A Water Development Department (WDD) source told the Cyprus Mailthat, some five months ago, sewage had seeped into the aquifer from which a private bore-hole pumped water, which in turn was connected to Kokkinotrimithia’s water supply.
One Public Health Service worker denied that sewage had contaminated the aquifer at all, but said instead that the village’s water had merely been found to contain unsatisfactory levels of nitrates.
He did not know the source of the alleged nitrate contamination, and was unable to say what danger to human health it posed. He also did not know whether the alleged nitrates had been cleaned from the water or what water source the village was now using.
At least a dozen phone calls later — to all the wrong Health Ministry referrals — and Sophocles Anthousis, director of the Public Health Service, showed up to field questions about Kokkinotrimithia’s water supply.
It was not nitrates, he said, but coli bacteria — and “not E-coli; that’s more serious” — that were found in the village’s drinking water in February.
Coliform bacteria, according to the Encyclopedia Britannica, “are evidence of recent human faecal contamination of water supplies.”
Health Ministry Epidemiologist Dr Laura Papantoniou said coli bacteria in water was “an indicator” the water was somehow tainted, “but if it’s increased, it can be serious.”

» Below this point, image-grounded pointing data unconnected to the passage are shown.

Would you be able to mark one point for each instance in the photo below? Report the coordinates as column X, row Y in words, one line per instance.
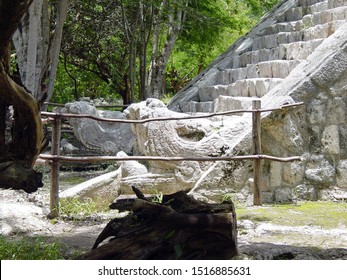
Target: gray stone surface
column 103, row 137
column 297, row 53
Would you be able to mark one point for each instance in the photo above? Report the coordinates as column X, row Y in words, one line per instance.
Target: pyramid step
column 321, row 31
column 243, row 88
column 266, row 69
column 336, row 3
column 197, row 107
column 220, row 104
column 308, row 20
column 228, row 103
column 309, row 2
column 292, row 51
column 321, row 11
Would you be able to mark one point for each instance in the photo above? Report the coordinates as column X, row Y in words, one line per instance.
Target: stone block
column 209, row 93
column 265, row 70
column 293, row 173
column 305, row 192
column 330, row 140
column 316, row 112
column 275, row 175
column 319, row 171
column 205, row 107
column 228, row 103
column 282, row 195
column 337, row 109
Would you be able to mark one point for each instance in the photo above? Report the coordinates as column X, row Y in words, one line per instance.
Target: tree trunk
column 179, row 227
column 31, row 49
column 63, row 6
column 37, row 56
column 159, row 62
column 20, row 154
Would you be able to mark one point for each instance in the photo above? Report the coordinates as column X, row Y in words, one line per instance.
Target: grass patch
column 76, row 208
column 326, row 215
column 28, row 248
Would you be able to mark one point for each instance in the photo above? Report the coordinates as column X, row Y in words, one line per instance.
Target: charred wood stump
column 179, row 227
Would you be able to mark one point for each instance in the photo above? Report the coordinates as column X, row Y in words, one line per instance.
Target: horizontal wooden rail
column 82, row 116
column 94, row 159
column 97, row 106
column 55, row 158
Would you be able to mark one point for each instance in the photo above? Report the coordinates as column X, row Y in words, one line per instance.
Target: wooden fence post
column 54, row 193
column 256, row 132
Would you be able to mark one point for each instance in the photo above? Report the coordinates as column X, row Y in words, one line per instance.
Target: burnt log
column 179, row 227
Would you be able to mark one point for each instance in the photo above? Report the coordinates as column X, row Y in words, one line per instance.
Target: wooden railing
column 55, row 158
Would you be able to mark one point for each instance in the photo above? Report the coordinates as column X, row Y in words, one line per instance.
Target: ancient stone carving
column 104, row 137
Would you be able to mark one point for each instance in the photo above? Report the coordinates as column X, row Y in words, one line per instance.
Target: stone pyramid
column 264, row 58
column 297, row 53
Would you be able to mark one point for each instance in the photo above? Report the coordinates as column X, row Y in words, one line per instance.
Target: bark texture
column 19, row 152
column 179, row 227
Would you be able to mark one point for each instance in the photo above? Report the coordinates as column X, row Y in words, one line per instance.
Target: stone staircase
column 262, row 59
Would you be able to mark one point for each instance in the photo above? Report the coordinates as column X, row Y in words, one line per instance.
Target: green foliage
column 28, row 248
column 99, row 38
column 157, row 198
column 77, row 209
column 211, row 27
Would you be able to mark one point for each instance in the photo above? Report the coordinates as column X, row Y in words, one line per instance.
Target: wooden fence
column 55, row 158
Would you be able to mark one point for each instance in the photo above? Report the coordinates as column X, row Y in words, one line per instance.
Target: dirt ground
column 24, row 214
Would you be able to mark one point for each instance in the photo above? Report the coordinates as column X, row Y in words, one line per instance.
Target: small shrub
column 28, row 248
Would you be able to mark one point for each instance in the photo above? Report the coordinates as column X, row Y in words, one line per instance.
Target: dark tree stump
column 178, row 228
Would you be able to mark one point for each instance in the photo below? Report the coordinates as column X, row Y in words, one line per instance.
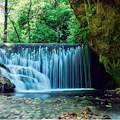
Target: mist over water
column 39, row 69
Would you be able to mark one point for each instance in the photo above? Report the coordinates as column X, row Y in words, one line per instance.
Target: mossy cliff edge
column 102, row 18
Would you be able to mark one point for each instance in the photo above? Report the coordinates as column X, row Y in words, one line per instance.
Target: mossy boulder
column 103, row 20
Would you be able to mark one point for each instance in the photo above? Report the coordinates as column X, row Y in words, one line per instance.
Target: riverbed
column 51, row 106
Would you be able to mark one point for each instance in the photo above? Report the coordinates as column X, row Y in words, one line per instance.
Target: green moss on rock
column 104, row 24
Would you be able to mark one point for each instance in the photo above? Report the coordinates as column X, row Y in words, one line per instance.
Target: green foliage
column 50, row 22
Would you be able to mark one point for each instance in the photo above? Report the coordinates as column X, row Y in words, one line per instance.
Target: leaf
column 87, row 13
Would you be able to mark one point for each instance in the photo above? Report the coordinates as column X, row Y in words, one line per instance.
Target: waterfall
column 42, row 68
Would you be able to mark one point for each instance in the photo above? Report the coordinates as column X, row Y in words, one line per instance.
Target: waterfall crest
column 39, row 68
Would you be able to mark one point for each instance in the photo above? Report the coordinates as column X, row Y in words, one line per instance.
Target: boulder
column 101, row 19
column 3, row 66
column 5, row 85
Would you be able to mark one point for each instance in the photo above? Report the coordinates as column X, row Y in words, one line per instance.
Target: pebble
column 35, row 108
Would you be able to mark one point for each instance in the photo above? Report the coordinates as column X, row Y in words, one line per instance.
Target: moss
column 104, row 36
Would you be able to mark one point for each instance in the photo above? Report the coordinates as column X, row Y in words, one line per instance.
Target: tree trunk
column 29, row 21
column 5, row 22
column 15, row 29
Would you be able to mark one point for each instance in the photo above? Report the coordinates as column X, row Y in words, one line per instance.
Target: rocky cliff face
column 5, row 85
column 102, row 17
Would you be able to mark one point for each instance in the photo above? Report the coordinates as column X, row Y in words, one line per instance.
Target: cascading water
column 40, row 68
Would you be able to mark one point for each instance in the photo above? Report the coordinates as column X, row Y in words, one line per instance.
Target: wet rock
column 5, row 85
column 72, row 115
column 3, row 66
column 62, row 117
column 87, row 110
column 106, row 117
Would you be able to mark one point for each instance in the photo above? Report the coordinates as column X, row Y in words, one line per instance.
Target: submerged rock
column 5, row 85
column 100, row 18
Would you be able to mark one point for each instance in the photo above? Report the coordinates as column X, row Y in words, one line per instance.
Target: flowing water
column 44, row 68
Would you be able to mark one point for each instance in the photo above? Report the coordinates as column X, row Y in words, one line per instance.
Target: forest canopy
column 41, row 21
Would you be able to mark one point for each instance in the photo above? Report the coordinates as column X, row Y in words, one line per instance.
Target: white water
column 40, row 69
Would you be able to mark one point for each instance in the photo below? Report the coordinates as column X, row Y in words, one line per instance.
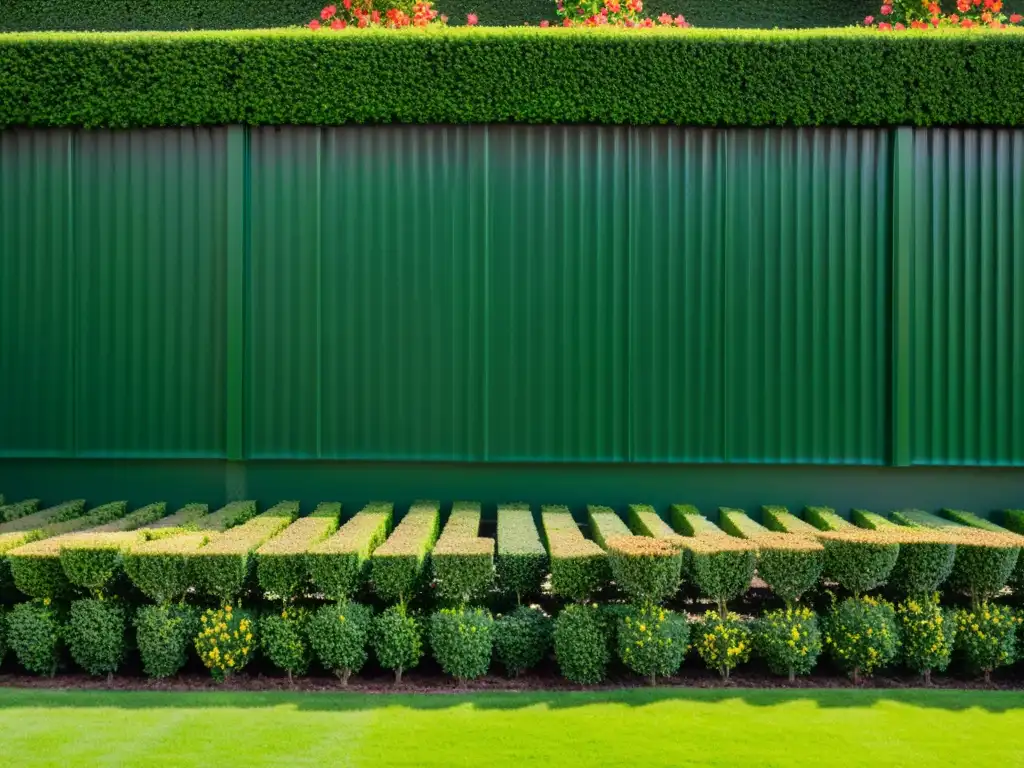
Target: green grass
column 639, row 727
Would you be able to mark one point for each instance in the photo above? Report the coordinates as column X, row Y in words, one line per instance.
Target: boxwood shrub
column 339, row 565
column 282, row 565
column 487, row 75
column 463, row 562
column 984, row 560
column 397, row 565
column 522, row 560
column 579, row 566
column 925, row 560
column 221, row 568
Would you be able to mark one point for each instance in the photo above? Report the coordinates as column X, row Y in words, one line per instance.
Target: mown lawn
column 634, row 727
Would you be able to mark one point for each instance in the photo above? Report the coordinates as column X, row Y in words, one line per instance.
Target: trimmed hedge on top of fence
column 480, row 75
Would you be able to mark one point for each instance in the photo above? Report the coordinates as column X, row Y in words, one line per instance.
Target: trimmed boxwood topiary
column 339, row 635
column 522, row 639
column 581, row 640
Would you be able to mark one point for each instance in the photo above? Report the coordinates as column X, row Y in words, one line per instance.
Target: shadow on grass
column 949, row 699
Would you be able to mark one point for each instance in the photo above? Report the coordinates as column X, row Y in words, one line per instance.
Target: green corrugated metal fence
column 514, row 293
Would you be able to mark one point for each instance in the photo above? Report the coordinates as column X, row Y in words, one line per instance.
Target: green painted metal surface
column 966, row 298
column 514, row 293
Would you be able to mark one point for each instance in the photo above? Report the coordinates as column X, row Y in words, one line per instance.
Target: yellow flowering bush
column 861, row 635
column 927, row 633
column 987, row 637
column 723, row 642
column 283, row 638
column 226, row 640
column 652, row 641
column 788, row 640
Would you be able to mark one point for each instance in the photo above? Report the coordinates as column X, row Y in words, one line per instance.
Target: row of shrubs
column 637, row 565
column 855, row 77
column 860, row 635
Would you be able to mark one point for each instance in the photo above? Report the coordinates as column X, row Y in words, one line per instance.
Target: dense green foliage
column 34, row 633
column 339, row 635
column 723, row 641
column 687, row 77
column 398, row 565
column 212, row 14
column 926, row 633
column 522, row 639
column 522, row 561
column 223, row 566
column 463, row 562
column 95, row 635
column 282, row 565
column 164, row 634
column 284, row 640
column 397, row 640
column 652, row 641
column 581, row 640
column 861, row 635
column 462, row 641
column 579, row 566
column 648, row 570
column 339, row 564
column 788, row 640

Dr Chrystala Hadjianastasiou, a Health Ministry Medical Officer, said one form of coli bacteria comes from plant decomposition, while most others occur in human and animal intestinal tracts. All are “pathogenic to human beings,” she said.
Faced with this, in mid-March, “we sent a letter to the (Nicosia) District Officer,” Andreas Papapolidou, telling him “to instruct the village authorities to disconnect” the tainted bore-hole, Anthousis said.

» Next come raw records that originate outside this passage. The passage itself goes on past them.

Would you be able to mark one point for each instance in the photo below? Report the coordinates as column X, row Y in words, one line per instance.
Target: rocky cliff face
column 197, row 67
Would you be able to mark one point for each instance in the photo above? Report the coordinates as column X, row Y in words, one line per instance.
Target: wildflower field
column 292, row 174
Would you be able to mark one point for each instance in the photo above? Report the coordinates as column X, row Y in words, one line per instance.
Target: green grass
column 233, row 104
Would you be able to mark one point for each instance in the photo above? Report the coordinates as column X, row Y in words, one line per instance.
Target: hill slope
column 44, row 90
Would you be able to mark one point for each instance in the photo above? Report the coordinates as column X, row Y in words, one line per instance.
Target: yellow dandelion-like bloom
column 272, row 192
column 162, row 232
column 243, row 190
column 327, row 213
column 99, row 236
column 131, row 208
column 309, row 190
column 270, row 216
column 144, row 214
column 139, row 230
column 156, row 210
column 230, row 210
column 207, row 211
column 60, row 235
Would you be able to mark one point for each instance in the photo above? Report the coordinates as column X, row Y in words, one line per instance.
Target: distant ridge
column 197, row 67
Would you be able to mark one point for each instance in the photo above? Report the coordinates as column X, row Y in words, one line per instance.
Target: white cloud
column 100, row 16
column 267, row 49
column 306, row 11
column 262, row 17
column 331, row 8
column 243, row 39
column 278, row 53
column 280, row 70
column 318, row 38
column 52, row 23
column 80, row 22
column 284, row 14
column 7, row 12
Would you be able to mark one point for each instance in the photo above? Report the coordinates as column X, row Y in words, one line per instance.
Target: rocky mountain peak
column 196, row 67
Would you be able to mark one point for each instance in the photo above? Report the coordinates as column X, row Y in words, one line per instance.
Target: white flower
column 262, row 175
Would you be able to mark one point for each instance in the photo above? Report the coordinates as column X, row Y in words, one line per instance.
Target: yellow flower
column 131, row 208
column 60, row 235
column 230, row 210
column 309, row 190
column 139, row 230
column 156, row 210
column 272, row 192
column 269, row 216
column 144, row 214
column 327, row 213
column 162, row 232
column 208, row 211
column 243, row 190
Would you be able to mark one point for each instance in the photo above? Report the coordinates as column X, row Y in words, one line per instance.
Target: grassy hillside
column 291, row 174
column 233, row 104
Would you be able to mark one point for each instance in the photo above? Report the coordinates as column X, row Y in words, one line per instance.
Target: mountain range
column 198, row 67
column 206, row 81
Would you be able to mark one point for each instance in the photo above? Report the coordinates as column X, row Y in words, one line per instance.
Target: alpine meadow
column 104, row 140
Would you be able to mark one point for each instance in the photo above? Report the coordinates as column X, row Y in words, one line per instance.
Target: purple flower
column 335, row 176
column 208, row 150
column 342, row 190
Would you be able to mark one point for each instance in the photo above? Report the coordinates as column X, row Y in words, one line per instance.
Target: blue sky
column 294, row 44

Months later, in May, tests of the village water supply — not the bore hole — showed it “satisfactory” for drinking, he said, adding that “maybe” increasing the water’s chlorine level, or “maybe” unhooking the tainted bore-hole had done the trick.

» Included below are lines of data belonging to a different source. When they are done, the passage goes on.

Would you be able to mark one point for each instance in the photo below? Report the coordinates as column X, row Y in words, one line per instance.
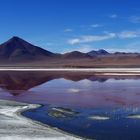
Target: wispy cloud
column 96, row 25
column 68, row 30
column 135, row 19
column 91, row 38
column 113, row 16
column 129, row 34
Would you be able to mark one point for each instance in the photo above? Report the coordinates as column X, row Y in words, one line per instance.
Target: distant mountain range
column 17, row 50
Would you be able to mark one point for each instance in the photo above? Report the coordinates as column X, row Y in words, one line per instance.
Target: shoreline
column 16, row 126
column 97, row 71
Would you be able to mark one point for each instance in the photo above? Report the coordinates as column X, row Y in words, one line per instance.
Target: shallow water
column 87, row 105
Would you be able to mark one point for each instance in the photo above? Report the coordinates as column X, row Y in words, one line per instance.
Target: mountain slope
column 75, row 54
column 99, row 52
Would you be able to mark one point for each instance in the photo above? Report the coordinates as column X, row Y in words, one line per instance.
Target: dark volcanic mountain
column 75, row 54
column 99, row 52
column 18, row 49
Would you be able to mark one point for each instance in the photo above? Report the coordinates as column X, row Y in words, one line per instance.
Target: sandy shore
column 13, row 126
column 102, row 70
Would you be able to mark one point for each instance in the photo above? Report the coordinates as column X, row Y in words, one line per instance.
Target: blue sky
column 68, row 25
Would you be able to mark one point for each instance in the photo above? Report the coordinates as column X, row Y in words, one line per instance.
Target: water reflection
column 75, row 89
column 86, row 104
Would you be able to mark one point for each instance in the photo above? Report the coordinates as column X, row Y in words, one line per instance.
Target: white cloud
column 135, row 19
column 68, row 30
column 73, row 90
column 129, row 34
column 91, row 38
column 96, row 25
column 113, row 16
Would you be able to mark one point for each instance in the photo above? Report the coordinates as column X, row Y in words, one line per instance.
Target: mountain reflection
column 18, row 82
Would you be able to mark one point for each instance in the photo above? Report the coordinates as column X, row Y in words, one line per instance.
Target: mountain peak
column 19, row 49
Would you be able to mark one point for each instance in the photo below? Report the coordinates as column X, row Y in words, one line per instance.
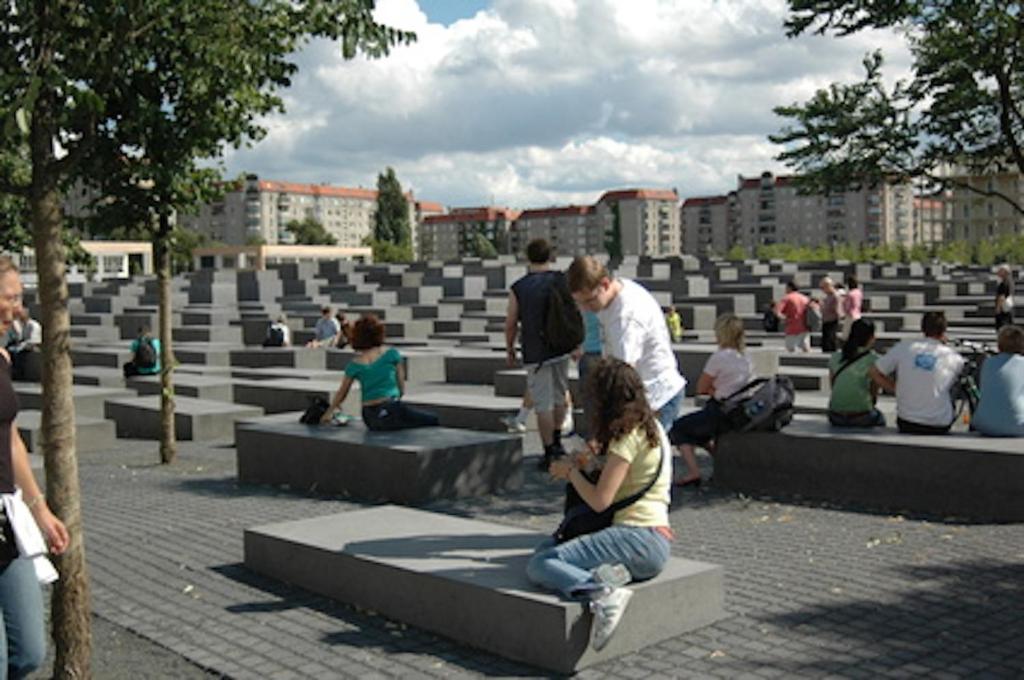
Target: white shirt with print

But Anthousis admitted he didn’t know what had got rid of the coli bacteria: whether extra chlorine had, in fact, been added to the water, or whether the tainted bore-hole had even been disconnected from the town’s water supply, as he had instructed Papapolidou to do in March.
“I’m not responsible” for ensuring the bore-hole was disconnected, Anthousis said. “Our responsibility is to monitor the water and to instruct the authorities to act accordingly”; it does not include ensuring that “the authorities comply with our suggestions,” he said.
“It is the responsibility of the village authority,” to comply with Health Ministry requests, he said. “I don’t know whose responsibility” it is to ensure that they comply, he added.
Nicosia District Officer Papapolidou had “just left” his office, his secretary said, when she told him the Cyprus Mailwas on the phone.
He was thus unavailable to say whether he ever told Kokkinotrimithia village authorities to disconnect the offending bore-hole from the town’s water supply — as Anthousis’ said his letter to Papapolidou directed — or whether he had ever checked to ensure it had been done by the village authorities.
Regardless, the villagers can now safely drink their local water, thanks to the intervention of someone doing something.